Jillian C. York est directrice chargée de la liberté d'expression internationale à l'Electronic Frontier Foundation. Elle s'exprime régulièrement sur des sujets comme la liberté d'expression, la politique et Internet, en se concentrant plus particulièrement sur le monde arabe. Membre du conseil d'administration de la communauté de blogueurs Global Voices Online, elle écrit aussi pour la version anglaise d'Al Jazeera.
On s'imaginait que le filtrage de sites Internet était une pratique utilisée seulement par les régimes les plus autoritaires. Certes, tout le monde sait que la Chine a érigé une Grande Muraille pare-feu sur Internet, mur virtuel séparant les sites hébergés en Chine de ceux du reste du monde, et permettant ainsi au gouvernement de bloquer facilement l'accès à tout ce qui est jugé inacceptable. Mais l'empire du Milieu n'est pas seul dans ce cas : des dizaines d'autres pays censurent Internet.
Considérée dans son ensemble, la région du Moyen-Orient et de l’Afrique du Nord figure en bas du classement pour la liberté d'expression sur Internet. Alors que certains pays, comme les Émirats arabes unis, le Koweït ou Oman, ciblent en priorité les contenus à caractère « provocant » ou « déplacé », le filtrage qu'ils opèrent bannit également divers sites de réseaux sociaux. Tumblr, par exemple : bien qu'aucun des États précités n'ait délibérément choisi de bloquer la célèbre plateforme de microblogging, la technologie de filtrage qu'ils utilisent, et que l'on doit à l'entreprise canadienne Netsweeper, a classé le site Tumblr comme « pornographique » en raison du nombre de blogs de ce type hébergés sur la plateforme.
D'autres pays de cette région, comme Bahreïn ou la Syrie, bloquent certains sites de l'opposition politique, en plus des sites de réseaux sociaux et d'autres contenus. Seul le Maroc ne bloque qu'une poignée de sites Internet, mais parmi ceux-ci on trouve des sites d'information sur le conflit du Sahara occidental. Quant à la Tunisie, qui avant la « révolution du Jasmin » était un des pays les plus liberticides de la planète, elle vient de réinstaurer la censure en bloquant des sites à caractère adulte à la suite d'une décision rendue par un tribunal de juges conservateurs.
Si la majorité des Tunisiens ne risquent pas de s'offusquer du blocage de sites à contenu adulte, certains citoyens craignent malgré tout que le filtrage, quel que soit son but, ne les engage sur une pente savonneuse qui pourrait bien déboucher sur davantage de censure. D'autres s'alarment de l'origine de ce nouveau tour de vis, à savoir une décision judiciaire. En Turquie, de telles décisions ont mené au blocage de YouTube, de WordPress et de divers autres sites, pour des motifs de diffamation ou d'« outrage à l'identité turque ».

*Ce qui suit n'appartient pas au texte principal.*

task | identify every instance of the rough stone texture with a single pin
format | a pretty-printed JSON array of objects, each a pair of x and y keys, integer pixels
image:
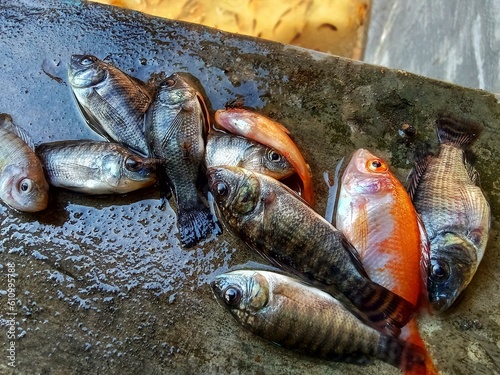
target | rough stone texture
[
  {"x": 456, "y": 41},
  {"x": 103, "y": 286}
]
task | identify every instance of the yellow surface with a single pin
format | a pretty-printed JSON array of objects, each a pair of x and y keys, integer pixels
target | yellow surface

Le filtrage de sites Internet pour des raisons politiques est évidemment préjudiciable à la construction d'une société démocratique. Mais, en fait, tout filtrage aura des conséquences négatives à long terme. Ainsi, le blocage de Tumblr dans plusieurs pays du Golfe, causé par une erreur de catégorie due au fournisseur du logiciel de filtrage, a eu pour effet de limiter l'accès à toute une série de blogs informatifs ; la popularité de Tumblr en Égypte témoigne de son intérêt comme outil politique. Ce qui pose problème, c'est que le filtrage opéré par les États se fait souvent sans transparence ni contrôle, et qu'il repose généralement sur des « listes noires » définies par des tiers, comme un organisme extérieur ou un développeur de logiciels, ce qui peut générer beaucoup d'erreurs. Le filtrage coûte également cher aux États, et une telle dépense n'est sans doute pas nécessaire quand on observe la facilité avec laquelle de petits malins contournent la censure dans le monde entier.
Enfin, certaines personnes déterminées trouveront un jour comment mettre la technologie numérique au service du développement, de l'éducation et de la rationalisation de l'organisation : avoir comme base de départ un accès entièrement libre à Internet ne peut que les y aider.